I’ve recently been playing through an extensive Dark Souls mod called Daughters of Ash. There are a number of really interesting ideas contained within the mod, but it’s difficult to trust the decision-making behind it. Part of what made Dark Souls such a valuable experience when it came out was that it flouted a lot of the conventional rules of ‘good game design’ – sometimes it wasn’t clear what the game expected of you, movement was heavy and clumsy, and the story was distant and confusing, requiring careful attention to piece together. However, it established its own set of rules to replace these, rules which you learned through hard experience: Caution and exploration were rewarded, if you can see a place you can go there’s usually a worthwhile reason to go there, and if you pay careful attention then you can usually avoid traps and ambushes.

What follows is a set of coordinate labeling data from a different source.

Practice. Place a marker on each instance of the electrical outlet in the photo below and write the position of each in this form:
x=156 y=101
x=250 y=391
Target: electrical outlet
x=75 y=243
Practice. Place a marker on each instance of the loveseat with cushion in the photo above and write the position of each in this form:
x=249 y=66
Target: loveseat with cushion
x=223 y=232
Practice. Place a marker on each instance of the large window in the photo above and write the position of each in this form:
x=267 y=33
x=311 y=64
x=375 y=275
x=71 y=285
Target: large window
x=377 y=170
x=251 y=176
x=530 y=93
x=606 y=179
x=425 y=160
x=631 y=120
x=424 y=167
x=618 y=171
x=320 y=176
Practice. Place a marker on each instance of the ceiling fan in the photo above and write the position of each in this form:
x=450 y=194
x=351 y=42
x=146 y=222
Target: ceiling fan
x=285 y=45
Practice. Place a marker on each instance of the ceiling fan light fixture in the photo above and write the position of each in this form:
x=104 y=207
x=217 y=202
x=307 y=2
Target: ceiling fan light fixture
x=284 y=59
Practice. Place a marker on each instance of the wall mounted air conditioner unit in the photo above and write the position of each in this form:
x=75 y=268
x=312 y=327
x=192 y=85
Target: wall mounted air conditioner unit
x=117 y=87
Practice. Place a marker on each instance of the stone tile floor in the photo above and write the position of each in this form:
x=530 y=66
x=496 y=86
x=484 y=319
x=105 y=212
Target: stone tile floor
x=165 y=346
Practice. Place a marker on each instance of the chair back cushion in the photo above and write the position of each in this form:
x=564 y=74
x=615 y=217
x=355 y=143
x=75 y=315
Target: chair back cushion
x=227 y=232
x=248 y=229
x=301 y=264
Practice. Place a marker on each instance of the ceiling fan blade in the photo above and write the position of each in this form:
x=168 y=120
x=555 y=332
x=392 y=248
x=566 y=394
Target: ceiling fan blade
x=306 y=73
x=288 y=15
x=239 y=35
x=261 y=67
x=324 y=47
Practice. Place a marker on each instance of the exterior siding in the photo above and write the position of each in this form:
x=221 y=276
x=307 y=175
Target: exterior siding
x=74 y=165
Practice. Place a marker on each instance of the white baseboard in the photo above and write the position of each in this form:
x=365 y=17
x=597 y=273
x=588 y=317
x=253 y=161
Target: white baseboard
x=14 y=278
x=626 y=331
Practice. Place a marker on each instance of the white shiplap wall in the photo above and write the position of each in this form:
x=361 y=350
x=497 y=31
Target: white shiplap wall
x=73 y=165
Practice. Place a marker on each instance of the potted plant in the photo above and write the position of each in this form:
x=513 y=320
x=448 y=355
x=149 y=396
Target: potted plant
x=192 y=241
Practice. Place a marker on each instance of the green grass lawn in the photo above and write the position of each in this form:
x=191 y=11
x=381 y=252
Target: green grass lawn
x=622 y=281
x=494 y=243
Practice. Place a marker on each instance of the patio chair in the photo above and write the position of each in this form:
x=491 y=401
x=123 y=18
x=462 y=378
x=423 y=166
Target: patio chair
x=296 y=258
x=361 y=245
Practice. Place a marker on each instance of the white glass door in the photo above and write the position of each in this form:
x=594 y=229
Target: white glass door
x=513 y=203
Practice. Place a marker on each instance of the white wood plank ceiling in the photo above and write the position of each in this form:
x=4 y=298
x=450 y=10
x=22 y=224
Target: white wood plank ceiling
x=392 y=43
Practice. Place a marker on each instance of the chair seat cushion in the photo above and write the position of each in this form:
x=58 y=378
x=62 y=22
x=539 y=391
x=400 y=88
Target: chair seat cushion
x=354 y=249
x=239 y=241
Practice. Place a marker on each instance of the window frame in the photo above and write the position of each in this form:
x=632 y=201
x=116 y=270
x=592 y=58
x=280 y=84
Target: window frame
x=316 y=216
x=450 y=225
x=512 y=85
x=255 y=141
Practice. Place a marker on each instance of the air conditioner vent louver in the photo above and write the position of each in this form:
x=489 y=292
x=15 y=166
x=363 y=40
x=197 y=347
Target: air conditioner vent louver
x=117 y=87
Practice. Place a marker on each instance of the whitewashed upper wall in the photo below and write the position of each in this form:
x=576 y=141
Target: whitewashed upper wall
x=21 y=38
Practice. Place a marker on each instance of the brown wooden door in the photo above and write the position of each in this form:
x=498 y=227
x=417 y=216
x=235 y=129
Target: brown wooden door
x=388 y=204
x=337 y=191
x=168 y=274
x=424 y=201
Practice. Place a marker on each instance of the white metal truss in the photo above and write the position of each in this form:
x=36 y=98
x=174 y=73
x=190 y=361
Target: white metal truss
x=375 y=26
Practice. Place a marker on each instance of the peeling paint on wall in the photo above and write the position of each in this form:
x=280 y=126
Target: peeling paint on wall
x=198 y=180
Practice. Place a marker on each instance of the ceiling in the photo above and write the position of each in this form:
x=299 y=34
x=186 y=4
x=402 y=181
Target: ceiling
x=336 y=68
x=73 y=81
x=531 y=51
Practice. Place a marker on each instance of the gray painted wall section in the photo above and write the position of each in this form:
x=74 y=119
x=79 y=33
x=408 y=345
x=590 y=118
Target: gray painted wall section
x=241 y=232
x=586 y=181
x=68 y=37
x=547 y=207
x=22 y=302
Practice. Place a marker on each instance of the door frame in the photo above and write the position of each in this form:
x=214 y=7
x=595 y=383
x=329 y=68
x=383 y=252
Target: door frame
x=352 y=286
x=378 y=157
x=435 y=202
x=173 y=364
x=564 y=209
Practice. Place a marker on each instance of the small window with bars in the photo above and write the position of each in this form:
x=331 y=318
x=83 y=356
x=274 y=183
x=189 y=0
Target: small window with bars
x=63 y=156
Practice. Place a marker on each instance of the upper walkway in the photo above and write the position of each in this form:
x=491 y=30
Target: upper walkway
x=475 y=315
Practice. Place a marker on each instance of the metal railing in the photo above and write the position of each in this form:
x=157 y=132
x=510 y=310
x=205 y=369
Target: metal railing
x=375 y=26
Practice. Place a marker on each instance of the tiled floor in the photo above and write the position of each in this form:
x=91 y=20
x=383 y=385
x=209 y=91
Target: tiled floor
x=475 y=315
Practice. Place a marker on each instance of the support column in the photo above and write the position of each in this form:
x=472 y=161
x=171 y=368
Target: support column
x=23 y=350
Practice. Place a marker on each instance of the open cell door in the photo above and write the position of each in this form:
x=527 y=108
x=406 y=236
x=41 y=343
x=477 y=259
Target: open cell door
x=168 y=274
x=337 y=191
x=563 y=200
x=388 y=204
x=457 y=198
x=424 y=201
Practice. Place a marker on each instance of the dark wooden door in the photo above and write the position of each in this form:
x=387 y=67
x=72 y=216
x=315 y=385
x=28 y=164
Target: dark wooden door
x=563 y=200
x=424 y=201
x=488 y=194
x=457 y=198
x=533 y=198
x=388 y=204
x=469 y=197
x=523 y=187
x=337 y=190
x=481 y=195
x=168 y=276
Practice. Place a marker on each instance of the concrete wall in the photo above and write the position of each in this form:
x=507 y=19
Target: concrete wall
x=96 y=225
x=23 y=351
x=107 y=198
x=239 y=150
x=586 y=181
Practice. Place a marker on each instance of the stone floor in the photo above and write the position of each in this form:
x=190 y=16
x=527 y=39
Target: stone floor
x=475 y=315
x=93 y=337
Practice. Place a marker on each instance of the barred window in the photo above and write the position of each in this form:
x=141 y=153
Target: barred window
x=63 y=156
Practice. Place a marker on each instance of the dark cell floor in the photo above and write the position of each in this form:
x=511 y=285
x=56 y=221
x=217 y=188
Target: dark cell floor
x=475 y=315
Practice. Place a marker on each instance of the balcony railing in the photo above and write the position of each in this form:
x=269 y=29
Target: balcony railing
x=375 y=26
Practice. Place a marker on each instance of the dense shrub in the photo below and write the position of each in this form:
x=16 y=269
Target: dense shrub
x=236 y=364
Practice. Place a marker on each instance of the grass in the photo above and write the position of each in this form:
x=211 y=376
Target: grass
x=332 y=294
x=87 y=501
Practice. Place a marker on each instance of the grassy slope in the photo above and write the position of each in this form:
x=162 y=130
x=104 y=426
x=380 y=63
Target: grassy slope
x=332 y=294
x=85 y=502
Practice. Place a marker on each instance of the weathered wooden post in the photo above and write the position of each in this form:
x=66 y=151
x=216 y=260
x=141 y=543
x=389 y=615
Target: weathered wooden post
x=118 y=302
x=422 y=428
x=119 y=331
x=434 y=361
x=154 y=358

Unfortunately, while Daughters of Ash correctly perceives that Dark Souls broke many rules, it had little appreciation for the new rules created to replace them. Invisible traps, baffling cause and effect, huge detours and difficult acrobatics to get useless items – in the first place it’s harder to trust a mod than the game it was based on, and each decision like these just makes it even harder.

Trust isn’t uniquely important in the medium of games though. Trust is important in all forms of art. You have to be able to trust the painter for long enough to see the painting properly, to appreciate the forms and structure. You have to be able to trust a movie or TV series to be going somewhere, to have some sort of structure of intent and planned payoff. The recent wave of disappointment in the conclusion of the Game of Thrones series is an interesting example of what happens when you start to lose that trust. Retroactively, people start to regard earlier episodes less well, knowing that they don’t like where they end up, and decisions that people might otherwise be forgiving of are judged harshly knowing that there’s no longer any possibility of a long distant future payoff.

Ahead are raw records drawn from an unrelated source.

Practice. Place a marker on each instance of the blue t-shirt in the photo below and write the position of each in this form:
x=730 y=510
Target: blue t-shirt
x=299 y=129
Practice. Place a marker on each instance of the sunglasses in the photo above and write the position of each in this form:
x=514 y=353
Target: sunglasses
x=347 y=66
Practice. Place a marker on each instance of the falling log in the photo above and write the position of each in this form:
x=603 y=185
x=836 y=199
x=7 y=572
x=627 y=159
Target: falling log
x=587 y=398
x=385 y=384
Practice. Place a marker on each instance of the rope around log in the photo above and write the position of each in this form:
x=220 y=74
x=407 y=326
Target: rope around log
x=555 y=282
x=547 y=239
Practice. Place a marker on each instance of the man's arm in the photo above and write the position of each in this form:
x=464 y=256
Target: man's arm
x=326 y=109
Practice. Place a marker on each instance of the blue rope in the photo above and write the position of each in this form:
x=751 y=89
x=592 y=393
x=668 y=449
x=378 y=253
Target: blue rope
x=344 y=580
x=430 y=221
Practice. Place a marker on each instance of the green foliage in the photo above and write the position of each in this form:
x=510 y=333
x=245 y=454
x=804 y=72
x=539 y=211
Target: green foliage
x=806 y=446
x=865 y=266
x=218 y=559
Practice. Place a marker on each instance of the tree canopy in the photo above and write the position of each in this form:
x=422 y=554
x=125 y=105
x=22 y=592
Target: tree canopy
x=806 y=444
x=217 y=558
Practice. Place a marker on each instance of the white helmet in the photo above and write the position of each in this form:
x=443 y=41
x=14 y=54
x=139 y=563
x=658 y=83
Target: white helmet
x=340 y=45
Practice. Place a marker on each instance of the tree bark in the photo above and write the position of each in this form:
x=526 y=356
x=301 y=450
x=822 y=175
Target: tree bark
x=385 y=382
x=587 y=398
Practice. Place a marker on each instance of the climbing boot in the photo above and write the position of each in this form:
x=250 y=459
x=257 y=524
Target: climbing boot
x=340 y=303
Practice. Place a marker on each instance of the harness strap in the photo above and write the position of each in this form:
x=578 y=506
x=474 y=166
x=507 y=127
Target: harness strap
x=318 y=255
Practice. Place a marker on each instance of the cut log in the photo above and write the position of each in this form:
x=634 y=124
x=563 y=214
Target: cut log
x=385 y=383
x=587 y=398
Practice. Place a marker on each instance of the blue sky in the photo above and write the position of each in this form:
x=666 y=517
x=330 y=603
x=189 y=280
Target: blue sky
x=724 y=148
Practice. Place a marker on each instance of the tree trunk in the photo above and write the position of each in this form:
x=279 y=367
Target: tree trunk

I find myself having a hard time trusting most media these days. There’s a few reasons for this. One is technique: There’s a lot of similarity of approach in most popular entertainment, and once you get acclimated to this you tend to see where each scene is going as soon as it starts. It’s hard to trust the artist to take you anywhere interesting when each step along the way seems rote. The other difficulty comes from my increased critical awareness of the tacit implications and arguments forwarded, often unconsciously, by popular art. The weight of the stories that center around a person who is usually some combination of lone genius, borderline abusive, incredibly wealthy, white, and male becomes crushing, the myth-making of a society that has become overtly and obviously cruel and unjust, creating heroes in the mold that coincidentally resembles those who benefit most from that society.

Thus I have become suspicious. I have lost trust. It sort of sucks, because it means that I can often only enjoy movies on a second viewing, only once I know there’s something worthwhile there. It means I avoid watching television or playing new games a lot because the sheer energy output it takes for me to enjoy things is so much higher now.

I don’t mind, though. I prefer this to naiveté. If something is worth doing, it’s worth doing correctly – even if it’s harder to enjoy things, I can enjoy things in more different ways, on more different levels, now. It’s better to be aware, even if it’s more difficult. It’s not like trust is impossible, I just can no longer give it by default. The benefit of the doubt has eroded.

Perhaps trust was always meant to be precious. Do your best to earn it, and do your best to bestow it where it is deserved.